Чешко Фёдор
Федор ЧЕШКО
Разгоряченную кожу холодили порывы ленивого ветерка, одуванчики приятно щекотали затылок, а над лицом нависала безмятежная, ласковая небесная синева. Это было удивительно хорошо - лежать в прогретой солнцем траве, вот только что-то твердое некстати затесалось под спину и мешает, и колется... Ветка сухая, что ли? Ну, да черт с ней. Не надо шевелиться, а то можно ненароком запнуться взглядом о лицо лежавшего неподалеку сержанта, снова увидеть его вылезшие из орбит глаза, жуткий оскал перекошенного синегубого рта, гнойную гадость на лбу... Что уж там ветка, лучше спиной на гвозди, чем такое перед глазами.

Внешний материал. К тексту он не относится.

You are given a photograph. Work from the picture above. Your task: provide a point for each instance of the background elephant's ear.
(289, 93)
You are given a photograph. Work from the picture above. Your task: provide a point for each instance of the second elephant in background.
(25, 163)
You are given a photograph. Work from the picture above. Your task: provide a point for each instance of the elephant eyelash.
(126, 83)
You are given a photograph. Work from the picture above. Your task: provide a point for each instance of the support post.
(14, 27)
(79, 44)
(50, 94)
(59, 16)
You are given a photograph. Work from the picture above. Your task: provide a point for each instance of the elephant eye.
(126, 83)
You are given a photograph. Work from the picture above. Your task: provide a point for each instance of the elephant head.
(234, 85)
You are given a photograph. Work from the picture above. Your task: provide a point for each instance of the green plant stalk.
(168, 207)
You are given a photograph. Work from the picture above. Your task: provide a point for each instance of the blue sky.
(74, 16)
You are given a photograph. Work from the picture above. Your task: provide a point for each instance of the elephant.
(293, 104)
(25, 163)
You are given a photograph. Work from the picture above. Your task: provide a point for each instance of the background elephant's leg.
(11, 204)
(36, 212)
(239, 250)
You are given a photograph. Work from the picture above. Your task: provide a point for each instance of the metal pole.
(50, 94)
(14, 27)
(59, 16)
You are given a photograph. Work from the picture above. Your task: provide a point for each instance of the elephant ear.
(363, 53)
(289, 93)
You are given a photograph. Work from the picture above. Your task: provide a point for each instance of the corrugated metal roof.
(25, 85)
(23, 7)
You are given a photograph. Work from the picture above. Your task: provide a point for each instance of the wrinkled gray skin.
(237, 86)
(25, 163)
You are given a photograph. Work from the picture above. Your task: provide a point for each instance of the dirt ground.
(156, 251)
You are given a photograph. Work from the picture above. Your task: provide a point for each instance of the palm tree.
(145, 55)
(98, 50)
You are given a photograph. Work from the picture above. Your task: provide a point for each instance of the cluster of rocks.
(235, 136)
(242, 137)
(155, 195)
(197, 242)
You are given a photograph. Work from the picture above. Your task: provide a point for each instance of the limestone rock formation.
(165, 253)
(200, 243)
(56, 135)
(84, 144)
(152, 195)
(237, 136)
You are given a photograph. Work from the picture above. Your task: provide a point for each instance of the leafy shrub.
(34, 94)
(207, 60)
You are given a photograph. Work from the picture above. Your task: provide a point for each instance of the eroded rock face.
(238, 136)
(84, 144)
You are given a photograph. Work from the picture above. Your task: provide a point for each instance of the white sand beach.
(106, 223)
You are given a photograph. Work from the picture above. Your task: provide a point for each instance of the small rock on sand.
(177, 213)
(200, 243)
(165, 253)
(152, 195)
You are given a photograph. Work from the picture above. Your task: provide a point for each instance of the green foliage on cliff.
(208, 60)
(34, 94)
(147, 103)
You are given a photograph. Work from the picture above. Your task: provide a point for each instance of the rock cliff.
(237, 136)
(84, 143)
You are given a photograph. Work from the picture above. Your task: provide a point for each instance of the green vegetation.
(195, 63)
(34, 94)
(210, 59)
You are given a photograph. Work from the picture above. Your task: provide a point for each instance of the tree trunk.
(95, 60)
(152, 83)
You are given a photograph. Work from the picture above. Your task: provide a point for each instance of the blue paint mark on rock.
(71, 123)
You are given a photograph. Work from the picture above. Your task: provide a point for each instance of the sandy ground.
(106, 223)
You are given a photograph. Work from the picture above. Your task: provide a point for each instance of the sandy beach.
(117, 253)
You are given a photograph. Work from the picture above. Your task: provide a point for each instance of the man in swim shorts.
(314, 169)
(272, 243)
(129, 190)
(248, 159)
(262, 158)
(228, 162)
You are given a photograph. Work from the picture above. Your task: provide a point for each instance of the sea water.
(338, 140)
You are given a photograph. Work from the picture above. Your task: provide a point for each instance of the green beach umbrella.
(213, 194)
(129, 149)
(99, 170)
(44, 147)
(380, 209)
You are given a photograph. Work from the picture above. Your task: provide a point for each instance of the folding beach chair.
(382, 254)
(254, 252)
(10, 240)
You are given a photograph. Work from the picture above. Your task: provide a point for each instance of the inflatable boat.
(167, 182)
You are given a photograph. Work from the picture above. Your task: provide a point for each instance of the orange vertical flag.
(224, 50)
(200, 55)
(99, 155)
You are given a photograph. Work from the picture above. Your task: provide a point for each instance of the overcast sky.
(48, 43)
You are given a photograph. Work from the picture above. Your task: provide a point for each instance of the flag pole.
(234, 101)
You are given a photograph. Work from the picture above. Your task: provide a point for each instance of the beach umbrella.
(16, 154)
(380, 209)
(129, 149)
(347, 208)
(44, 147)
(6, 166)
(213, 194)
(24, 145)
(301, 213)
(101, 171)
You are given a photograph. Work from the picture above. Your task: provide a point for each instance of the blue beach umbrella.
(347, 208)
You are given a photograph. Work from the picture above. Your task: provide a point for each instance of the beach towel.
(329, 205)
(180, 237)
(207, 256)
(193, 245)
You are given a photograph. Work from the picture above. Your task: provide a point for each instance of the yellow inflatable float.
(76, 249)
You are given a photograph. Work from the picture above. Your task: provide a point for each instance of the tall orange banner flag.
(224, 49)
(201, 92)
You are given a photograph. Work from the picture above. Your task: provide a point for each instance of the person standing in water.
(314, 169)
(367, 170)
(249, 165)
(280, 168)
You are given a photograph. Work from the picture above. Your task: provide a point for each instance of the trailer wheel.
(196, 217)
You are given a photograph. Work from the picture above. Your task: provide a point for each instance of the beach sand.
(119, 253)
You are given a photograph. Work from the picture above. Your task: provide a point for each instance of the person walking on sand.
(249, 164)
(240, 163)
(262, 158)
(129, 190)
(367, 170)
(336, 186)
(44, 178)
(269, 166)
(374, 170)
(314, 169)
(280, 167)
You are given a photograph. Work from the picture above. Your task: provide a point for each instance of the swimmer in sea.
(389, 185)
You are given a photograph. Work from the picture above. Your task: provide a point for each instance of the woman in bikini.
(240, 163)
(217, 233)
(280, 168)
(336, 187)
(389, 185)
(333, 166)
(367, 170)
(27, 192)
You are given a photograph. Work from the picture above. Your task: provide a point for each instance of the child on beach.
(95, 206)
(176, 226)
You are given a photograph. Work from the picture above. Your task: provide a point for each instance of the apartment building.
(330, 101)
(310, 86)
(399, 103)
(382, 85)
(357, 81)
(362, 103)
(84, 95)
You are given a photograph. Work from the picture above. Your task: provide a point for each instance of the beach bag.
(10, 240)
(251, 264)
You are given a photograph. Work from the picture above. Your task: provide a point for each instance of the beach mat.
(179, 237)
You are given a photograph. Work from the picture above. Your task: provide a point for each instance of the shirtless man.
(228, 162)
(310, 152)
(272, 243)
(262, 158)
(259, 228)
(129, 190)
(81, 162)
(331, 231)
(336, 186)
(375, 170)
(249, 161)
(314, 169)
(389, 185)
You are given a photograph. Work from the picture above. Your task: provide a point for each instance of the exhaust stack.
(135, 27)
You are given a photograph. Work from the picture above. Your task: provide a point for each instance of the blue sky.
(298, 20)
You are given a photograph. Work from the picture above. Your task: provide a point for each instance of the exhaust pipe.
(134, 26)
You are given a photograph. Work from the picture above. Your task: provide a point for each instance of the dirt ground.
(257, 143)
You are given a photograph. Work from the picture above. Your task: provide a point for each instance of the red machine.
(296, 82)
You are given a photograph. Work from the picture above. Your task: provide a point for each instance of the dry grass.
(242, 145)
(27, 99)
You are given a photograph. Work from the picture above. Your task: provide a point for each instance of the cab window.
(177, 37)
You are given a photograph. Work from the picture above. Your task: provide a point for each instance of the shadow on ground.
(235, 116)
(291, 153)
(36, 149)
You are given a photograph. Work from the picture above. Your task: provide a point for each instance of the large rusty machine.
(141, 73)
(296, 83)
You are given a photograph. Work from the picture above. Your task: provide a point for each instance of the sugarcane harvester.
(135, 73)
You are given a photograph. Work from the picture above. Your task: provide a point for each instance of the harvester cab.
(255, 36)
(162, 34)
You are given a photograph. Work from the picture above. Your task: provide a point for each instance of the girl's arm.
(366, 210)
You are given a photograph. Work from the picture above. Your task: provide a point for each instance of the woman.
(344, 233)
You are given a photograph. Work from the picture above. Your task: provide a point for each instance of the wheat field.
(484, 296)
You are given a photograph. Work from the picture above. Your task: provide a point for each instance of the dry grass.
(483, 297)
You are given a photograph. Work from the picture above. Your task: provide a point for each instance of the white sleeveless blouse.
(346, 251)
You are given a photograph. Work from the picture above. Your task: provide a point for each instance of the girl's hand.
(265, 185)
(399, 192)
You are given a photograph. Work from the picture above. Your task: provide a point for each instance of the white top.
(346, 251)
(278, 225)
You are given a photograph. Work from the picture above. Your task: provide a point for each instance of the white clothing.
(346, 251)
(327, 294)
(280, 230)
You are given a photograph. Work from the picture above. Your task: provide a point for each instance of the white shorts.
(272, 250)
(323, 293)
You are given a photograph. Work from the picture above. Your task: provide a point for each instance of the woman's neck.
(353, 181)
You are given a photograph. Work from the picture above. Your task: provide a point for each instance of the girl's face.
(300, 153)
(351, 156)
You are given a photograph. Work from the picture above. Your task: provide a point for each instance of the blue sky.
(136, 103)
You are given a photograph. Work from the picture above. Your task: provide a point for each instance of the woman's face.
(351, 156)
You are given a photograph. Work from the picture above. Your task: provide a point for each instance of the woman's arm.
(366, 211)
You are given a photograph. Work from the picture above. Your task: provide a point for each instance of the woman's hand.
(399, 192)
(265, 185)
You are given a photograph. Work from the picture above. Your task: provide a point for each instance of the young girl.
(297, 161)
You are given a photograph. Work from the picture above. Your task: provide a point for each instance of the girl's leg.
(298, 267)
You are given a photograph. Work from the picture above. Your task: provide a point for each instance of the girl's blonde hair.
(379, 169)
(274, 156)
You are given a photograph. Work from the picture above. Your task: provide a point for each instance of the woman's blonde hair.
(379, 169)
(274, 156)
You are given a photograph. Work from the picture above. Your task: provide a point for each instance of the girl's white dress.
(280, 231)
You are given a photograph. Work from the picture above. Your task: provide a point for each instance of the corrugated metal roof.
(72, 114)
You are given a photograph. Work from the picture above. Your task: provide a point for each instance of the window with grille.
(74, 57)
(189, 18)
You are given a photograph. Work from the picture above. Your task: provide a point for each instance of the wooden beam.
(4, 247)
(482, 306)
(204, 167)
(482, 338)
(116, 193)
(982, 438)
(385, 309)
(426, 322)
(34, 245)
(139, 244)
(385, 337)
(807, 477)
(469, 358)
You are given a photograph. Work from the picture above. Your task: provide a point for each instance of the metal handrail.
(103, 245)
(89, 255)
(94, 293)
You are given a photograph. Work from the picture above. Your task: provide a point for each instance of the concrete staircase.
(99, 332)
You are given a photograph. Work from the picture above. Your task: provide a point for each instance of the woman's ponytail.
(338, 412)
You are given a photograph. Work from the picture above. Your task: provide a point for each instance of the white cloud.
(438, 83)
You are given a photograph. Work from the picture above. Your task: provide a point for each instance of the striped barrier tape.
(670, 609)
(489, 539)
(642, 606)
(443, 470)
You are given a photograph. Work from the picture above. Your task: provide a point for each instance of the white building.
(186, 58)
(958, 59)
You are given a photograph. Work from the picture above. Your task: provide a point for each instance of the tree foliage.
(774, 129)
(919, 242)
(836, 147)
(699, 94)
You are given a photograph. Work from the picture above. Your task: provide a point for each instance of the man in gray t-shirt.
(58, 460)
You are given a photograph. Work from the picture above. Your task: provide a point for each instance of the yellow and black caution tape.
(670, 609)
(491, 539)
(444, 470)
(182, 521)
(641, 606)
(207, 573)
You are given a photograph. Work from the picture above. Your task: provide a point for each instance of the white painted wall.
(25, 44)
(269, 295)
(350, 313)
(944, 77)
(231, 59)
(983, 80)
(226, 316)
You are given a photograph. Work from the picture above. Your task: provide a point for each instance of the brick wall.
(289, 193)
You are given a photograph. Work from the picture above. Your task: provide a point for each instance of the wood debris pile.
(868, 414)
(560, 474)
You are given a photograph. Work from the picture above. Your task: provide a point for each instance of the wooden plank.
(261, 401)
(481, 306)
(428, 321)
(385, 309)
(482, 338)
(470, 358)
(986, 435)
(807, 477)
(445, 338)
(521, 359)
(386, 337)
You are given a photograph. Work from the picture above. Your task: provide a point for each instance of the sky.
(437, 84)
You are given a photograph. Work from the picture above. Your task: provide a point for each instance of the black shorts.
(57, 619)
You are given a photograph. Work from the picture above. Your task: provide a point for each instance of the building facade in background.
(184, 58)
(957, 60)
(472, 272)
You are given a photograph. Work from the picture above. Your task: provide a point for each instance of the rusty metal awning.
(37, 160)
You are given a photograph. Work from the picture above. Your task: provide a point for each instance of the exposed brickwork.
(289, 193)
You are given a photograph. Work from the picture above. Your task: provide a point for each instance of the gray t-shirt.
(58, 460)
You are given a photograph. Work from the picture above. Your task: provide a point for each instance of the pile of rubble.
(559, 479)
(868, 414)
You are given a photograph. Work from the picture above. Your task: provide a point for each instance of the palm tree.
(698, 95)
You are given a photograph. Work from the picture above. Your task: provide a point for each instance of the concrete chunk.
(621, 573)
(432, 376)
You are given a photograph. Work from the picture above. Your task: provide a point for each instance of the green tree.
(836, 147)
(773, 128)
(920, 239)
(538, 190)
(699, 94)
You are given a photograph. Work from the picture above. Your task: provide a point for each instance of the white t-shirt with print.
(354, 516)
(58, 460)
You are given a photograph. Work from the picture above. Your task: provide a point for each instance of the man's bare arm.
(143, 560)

А лейтенант слишком долго возится с рацией. Не умеет он, что ли? Ага, справился, наконец, забубнил неразборчивое в микрофон. Ну, давай, лейтенант, вся надежда сейчас на тебя и на этот железный ящик с антенной.
О-хо-хо, как жалко сержанта... Славный был парнишка, зеленый еще совсем. И ведь сам навязался, интересно ему было, видите ли... Доинтересовался теперь.
Сергей вздохнул и закрыл глаза. Он уже засыпал, разомлев от безделья, мягкого зноя и бессонной ночи, когда лейтенант встал, подошел, легонько тряхнул за плечо:
- Слышь, наука... Хреновые наши дела. Вертолет только через три часа обещали.
Он стал объяснять почему, но Сергей не слушал - до фени ему было, что там приключилось у вертолетчиков.
Тут все время что-нибудь приключается. Просто какой-то заповедник непуганных приключений, из которых самое паршивое - бестии. Загадка природы. "Интересное явление, недавно обратившее на себя внимание ученых..." Уж куда интереснее. Вот даже экспедицию снарядили от интереса. "С целью отлова образцов неофауны в случае обнаружения таковой".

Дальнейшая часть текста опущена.